The Two Cultures of Computing - luu
http://pgbovine.net/two-cultures-of-computing.htm
======
gordaco
This misses a very important distinction: low-level against high-level. CLIs,
especially *NIX shells, usually offer low-level operations and let you combine
them as you please. GUIs, on the other hand, offer higher-level operations,
which is to say, prearranged and monolithic combination of low-level features
to perform the most common use cases of the software. Thus, the flexibility
and the possibilities of the low-level approach are lost, although it
definitely results in an easier to use system, since the operations are far
closer to the "semantic" level at which a user operates most of the times.
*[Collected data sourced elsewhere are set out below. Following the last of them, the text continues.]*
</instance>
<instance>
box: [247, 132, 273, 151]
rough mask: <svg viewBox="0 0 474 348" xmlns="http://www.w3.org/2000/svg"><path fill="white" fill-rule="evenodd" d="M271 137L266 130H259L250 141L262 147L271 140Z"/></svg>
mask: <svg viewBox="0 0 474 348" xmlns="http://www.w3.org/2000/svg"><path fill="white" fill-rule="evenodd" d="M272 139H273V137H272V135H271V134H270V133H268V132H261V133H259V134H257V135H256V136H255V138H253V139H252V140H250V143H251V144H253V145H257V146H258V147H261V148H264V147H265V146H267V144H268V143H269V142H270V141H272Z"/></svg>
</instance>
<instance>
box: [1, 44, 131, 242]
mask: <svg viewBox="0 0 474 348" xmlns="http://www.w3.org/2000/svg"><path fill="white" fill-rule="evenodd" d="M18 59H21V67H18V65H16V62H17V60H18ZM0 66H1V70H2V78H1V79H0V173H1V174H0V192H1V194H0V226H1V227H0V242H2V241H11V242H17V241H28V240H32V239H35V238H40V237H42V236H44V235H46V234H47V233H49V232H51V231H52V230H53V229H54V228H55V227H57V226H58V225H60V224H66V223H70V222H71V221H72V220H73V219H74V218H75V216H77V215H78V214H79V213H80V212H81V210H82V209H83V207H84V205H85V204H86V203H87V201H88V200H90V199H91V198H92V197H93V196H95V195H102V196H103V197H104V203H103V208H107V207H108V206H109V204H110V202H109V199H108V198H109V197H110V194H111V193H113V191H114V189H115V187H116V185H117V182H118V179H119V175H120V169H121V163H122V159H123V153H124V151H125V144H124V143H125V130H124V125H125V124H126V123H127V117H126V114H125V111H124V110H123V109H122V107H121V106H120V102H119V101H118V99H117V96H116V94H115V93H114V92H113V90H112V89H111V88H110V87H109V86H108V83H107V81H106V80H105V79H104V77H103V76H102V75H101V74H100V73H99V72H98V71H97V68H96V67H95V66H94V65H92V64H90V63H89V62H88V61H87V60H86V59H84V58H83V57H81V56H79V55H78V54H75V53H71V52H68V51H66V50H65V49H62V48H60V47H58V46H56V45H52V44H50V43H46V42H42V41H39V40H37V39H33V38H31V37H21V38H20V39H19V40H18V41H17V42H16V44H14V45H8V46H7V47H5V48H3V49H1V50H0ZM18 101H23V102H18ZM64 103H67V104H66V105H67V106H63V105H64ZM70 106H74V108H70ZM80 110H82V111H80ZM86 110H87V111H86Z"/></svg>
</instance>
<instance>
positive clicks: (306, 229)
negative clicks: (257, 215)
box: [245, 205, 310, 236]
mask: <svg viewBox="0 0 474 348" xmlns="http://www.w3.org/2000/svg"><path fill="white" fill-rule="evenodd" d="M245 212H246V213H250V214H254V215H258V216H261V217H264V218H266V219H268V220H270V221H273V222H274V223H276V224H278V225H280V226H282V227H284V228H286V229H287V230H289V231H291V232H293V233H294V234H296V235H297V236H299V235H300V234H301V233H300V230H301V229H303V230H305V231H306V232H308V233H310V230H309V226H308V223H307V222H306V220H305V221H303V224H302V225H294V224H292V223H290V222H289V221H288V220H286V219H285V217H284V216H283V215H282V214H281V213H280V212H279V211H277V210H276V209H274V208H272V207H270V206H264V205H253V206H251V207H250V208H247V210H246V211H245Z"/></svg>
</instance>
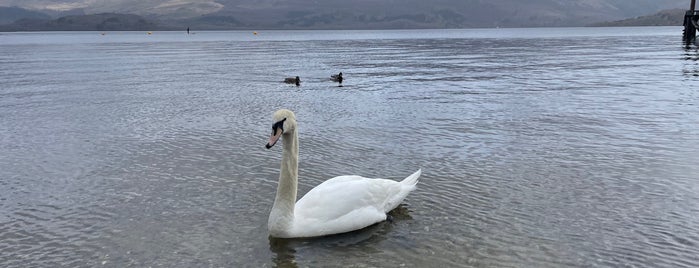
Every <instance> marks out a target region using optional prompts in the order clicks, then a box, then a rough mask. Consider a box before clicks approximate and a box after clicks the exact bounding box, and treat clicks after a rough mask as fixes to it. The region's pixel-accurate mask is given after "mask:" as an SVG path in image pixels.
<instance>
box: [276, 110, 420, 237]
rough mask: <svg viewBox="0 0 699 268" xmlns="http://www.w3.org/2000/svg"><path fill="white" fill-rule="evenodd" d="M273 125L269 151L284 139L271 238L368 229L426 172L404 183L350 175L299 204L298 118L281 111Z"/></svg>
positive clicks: (308, 194) (414, 177)
mask: <svg viewBox="0 0 699 268" xmlns="http://www.w3.org/2000/svg"><path fill="white" fill-rule="evenodd" d="M273 121H274V122H275V123H274V124H273V125H272V135H271V136H270V138H269V142H268V143H267V145H266V146H265V147H266V148H267V149H269V148H272V146H274V145H275V144H276V143H277V141H279V139H280V138H281V139H282V140H283V141H282V146H283V149H282V163H281V168H280V174H279V184H278V186H277V195H276V197H275V199H274V205H272V210H271V212H270V213H269V220H268V222H267V224H268V225H267V227H268V230H269V234H270V236H272V237H277V238H297V237H315V236H324V235H331V234H339V233H345V232H350V231H354V230H359V229H362V228H364V227H368V226H370V225H372V224H375V223H378V222H381V221H384V220H386V213H388V212H389V211H391V210H392V209H394V208H396V207H397V206H398V205H399V204H400V203H401V202H402V201H403V199H404V198H405V197H406V196H407V195H408V193H410V192H411V191H413V190H414V189H415V188H416V184H417V182H418V178H419V177H420V174H421V172H422V170H421V169H418V171H416V172H415V173H413V174H412V175H410V176H408V177H407V178H405V179H403V180H402V181H400V182H399V181H394V180H388V179H370V178H364V177H361V176H356V175H346V176H338V177H334V178H332V179H329V180H327V181H325V182H323V183H321V184H319V185H318V186H316V187H315V188H313V189H311V190H310V191H309V192H308V193H306V195H304V196H303V197H302V198H301V199H299V200H298V202H297V201H296V190H297V187H298V156H299V155H298V153H299V139H298V132H297V124H296V116H295V115H294V113H293V112H292V111H290V110H286V109H281V110H278V111H276V112H275V113H274V115H273Z"/></svg>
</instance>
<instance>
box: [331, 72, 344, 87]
mask: <svg viewBox="0 0 699 268" xmlns="http://www.w3.org/2000/svg"><path fill="white" fill-rule="evenodd" d="M330 80H332V81H333V82H339V83H340V84H342V72H340V73H339V74H333V75H331V76H330Z"/></svg>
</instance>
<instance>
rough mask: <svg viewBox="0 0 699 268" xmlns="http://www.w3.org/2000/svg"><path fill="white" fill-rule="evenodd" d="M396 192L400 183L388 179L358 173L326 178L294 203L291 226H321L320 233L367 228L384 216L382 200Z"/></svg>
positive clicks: (298, 227)
mask: <svg viewBox="0 0 699 268" xmlns="http://www.w3.org/2000/svg"><path fill="white" fill-rule="evenodd" d="M399 191H400V184H399V183H398V182H396V181H392V180H384V179H367V178H363V177H359V176H341V177H336V178H333V179H330V180H328V181H325V182H323V183H321V184H320V185H318V186H316V187H315V188H313V189H312V190H311V191H309V192H308V193H307V194H306V195H305V196H303V197H302V198H301V199H300V200H299V201H298V202H296V206H295V210H294V214H295V215H294V227H295V228H301V229H305V228H316V229H318V228H322V229H324V232H323V233H324V234H332V233H341V232H348V231H352V230H357V229H361V228H364V227H367V226H369V225H372V224H374V223H377V222H380V221H383V220H385V219H386V212H385V211H384V207H385V206H386V202H387V201H388V200H389V199H390V196H392V195H394V194H396V193H398V192H399ZM297 230H298V229H297ZM316 231H317V230H316ZM325 231H327V232H325Z"/></svg>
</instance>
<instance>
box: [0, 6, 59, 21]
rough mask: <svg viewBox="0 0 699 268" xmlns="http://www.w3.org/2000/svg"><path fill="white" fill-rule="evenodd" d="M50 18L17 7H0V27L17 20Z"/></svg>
mask: <svg viewBox="0 0 699 268" xmlns="http://www.w3.org/2000/svg"><path fill="white" fill-rule="evenodd" d="M50 18H51V16H49V15H47V14H44V13H41V12H37V11H31V10H27V9H24V8H19V7H0V25H2V24H10V23H13V22H15V21H16V20H19V19H50Z"/></svg>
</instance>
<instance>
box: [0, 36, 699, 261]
mask: <svg viewBox="0 0 699 268" xmlns="http://www.w3.org/2000/svg"><path fill="white" fill-rule="evenodd" d="M681 31H682V29H681V28H680V27H646V28H540V29H471V30H407V31H258V33H257V34H256V35H255V34H253V33H252V32H251V31H238V32H225V31H223V32H196V34H192V35H186V34H184V33H183V32H153V33H152V34H150V35H148V34H146V33H145V32H107V33H105V34H104V35H102V34H101V33H99V32H51V33H1V34H0V266H2V267H96V266H104V267H151V266H152V267H296V266H298V267H327V266H335V267H403V266H405V267H627V266H631V267H697V266H699V52H698V50H697V48H696V47H690V48H685V47H684V46H683V45H682V41H681V33H682V32H681ZM338 72H343V74H344V77H345V81H344V83H343V87H338V85H337V84H336V83H333V82H331V81H330V79H329V76H330V75H331V74H335V73H338ZM297 75H298V76H300V77H301V81H302V82H301V86H299V87H296V86H294V85H288V84H284V83H283V82H282V81H283V80H284V78H285V77H292V76H297ZM279 108H289V109H292V110H294V111H295V112H296V115H297V117H298V120H299V128H300V129H299V135H300V167H299V168H300V185H299V196H301V195H303V194H304V193H305V192H307V191H308V190H310V189H311V188H312V187H313V186H315V185H317V184H319V183H321V182H322V181H324V180H326V179H328V178H330V177H334V176H337V175H345V174H356V175H363V176H367V177H383V178H392V179H402V178H404V177H405V176H407V175H409V174H411V173H412V172H414V171H415V170H417V169H418V168H422V170H423V176H422V177H421V180H420V183H419V185H418V189H417V190H416V191H414V192H412V193H411V194H410V195H409V196H408V197H407V198H406V200H405V201H404V203H403V204H402V205H401V206H400V207H399V208H398V209H397V210H395V211H393V212H392V213H391V214H392V215H393V216H394V220H393V221H392V222H383V223H380V224H377V225H374V226H371V227H369V228H366V229H364V230H361V231H358V232H353V233H348V234H343V235H336V236H330V237H323V238H316V239H291V240H283V239H270V238H269V237H268V234H267V230H266V225H267V216H268V213H269V210H270V208H271V206H272V202H273V198H274V194H275V191H276V180H277V178H278V176H279V175H278V172H279V171H278V168H279V162H280V159H281V147H274V148H272V149H271V150H266V149H265V148H264V145H265V144H266V142H267V139H268V138H269V133H270V127H271V124H272V123H273V122H272V121H271V114H272V112H274V111H275V110H277V109H279Z"/></svg>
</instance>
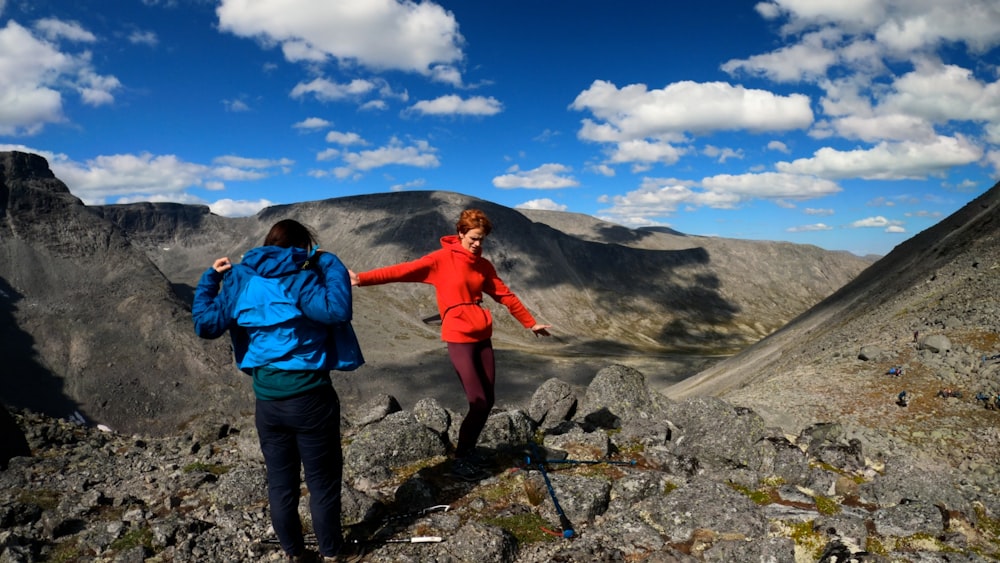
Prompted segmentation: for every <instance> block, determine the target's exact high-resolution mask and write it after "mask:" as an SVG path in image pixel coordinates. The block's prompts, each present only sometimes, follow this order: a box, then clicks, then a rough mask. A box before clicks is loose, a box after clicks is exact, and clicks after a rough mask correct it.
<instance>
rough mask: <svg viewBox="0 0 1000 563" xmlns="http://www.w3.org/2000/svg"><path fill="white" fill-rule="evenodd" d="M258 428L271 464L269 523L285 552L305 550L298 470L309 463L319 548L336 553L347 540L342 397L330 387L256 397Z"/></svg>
mask: <svg viewBox="0 0 1000 563" xmlns="http://www.w3.org/2000/svg"><path fill="white" fill-rule="evenodd" d="M256 419H257V433H258V435H259V436H260V449H261V451H262V452H263V453H264V462H265V464H266V465H267V492H268V502H269V503H270V509H271V524H272V525H273V526H274V532H275V534H277V536H278V541H279V542H281V547H282V549H284V551H285V553H288V554H290V555H299V554H301V553H302V552H303V550H304V549H305V542H304V540H303V537H302V535H303V534H302V521H301V519H300V518H299V497H300V489H301V480H300V478H299V476H300V471H301V469H302V468H305V478H306V487H307V488H308V489H309V510H310V512H311V514H312V523H313V531H314V532H316V539H317V540H318V542H319V552H320V553H321V554H323V555H326V556H333V555H336V554H337V550H338V549H340V546H341V544H342V543H343V530H342V529H341V524H340V504H341V501H340V487H341V478H342V476H343V465H344V459H343V453H342V452H341V449H340V399H339V398H338V397H337V393H336V391H334V390H333V387H332V386H324V387H320V388H318V389H314V390H312V391H309V392H307V393H305V394H303V395H299V396H297V397H292V398H290V399H283V400H278V401H262V400H260V399H258V400H257V408H256Z"/></svg>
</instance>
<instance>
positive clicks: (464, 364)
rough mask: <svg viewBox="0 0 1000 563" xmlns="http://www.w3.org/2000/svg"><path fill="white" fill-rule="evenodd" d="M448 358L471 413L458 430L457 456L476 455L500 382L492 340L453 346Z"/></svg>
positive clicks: (450, 348)
mask: <svg viewBox="0 0 1000 563" xmlns="http://www.w3.org/2000/svg"><path fill="white" fill-rule="evenodd" d="M448 357H449V358H451V363H452V365H453V366H455V373H457V374H458V379H459V380H460V381H461V382H462V387H464V388H465V396H466V398H468V400H469V412H468V414H466V415H465V420H463V421H462V426H461V427H460V428H459V430H458V445H457V446H455V455H457V456H463V455H468V454H470V453H472V450H473V449H474V448H475V447H476V440H478V439H479V433H480V432H482V431H483V427H485V426H486V420H487V419H488V418H489V416H490V410H492V409H493V401H494V396H493V385H494V381H495V379H496V373H495V362H494V359H493V342H492V341H491V340H489V339H487V340H481V341H479V342H449V343H448Z"/></svg>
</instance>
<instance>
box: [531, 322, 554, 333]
mask: <svg viewBox="0 0 1000 563" xmlns="http://www.w3.org/2000/svg"><path fill="white" fill-rule="evenodd" d="M550 328H552V325H542V324H538V325H535V326H533V327H531V332H534V333H535V336H552V335H551V334H549V330H548V329H550Z"/></svg>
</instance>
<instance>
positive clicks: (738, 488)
mask: <svg viewBox="0 0 1000 563" xmlns="http://www.w3.org/2000/svg"><path fill="white" fill-rule="evenodd" d="M729 486H730V487H732V488H733V490H735V491H737V492H739V493H741V494H743V495H744V496H746V497H747V498H748V499H750V500H751V501H753V503H754V504H758V505H765V504H771V502H773V499H772V498H771V491H769V490H767V491H765V490H760V489H757V490H754V489H751V488H750V487H744V486H743V485H738V484H736V483H732V482H730V483H729Z"/></svg>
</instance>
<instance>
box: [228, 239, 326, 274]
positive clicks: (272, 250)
mask: <svg viewBox="0 0 1000 563" xmlns="http://www.w3.org/2000/svg"><path fill="white" fill-rule="evenodd" d="M310 254H311V253H310V252H309V251H308V250H305V249H303V248H294V247H292V248H283V247H280V246H258V247H257V248H253V249H250V251H248V252H247V253H246V254H244V255H243V261H242V263H243V264H245V265H246V266H249V267H251V268H253V269H254V271H256V272H257V273H258V274H260V275H262V276H264V277H265V278H276V277H279V276H284V275H287V274H290V273H292V272H296V271H298V270H301V269H302V266H303V264H305V263H306V261H307V260H308V259H309V256H310Z"/></svg>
This division is exactly what you would expect when there is a division
between newbies and advanced users (which the author labels as "programmers",
but they're not the same thing), which is exactly what's happening. The
beginners are happy with a graphical and discoverable UI that helps them learn
to use the tool, while the advanced users automatically resort to the CLI
because they know that they probably need some tweaking that is probably not
covered by the high-level preset functions from the GUI, and/or requires
visiting different dialog boxes and it's far slower to use.

The case about Word versus LaTeX is a perfect example: after I learned to use
LaTeX properly, I no longer use Word.

All this is very related to the way Linux evolved, initially only for advanced
users and slowly gaining GUI functionality to make it nicer for average users.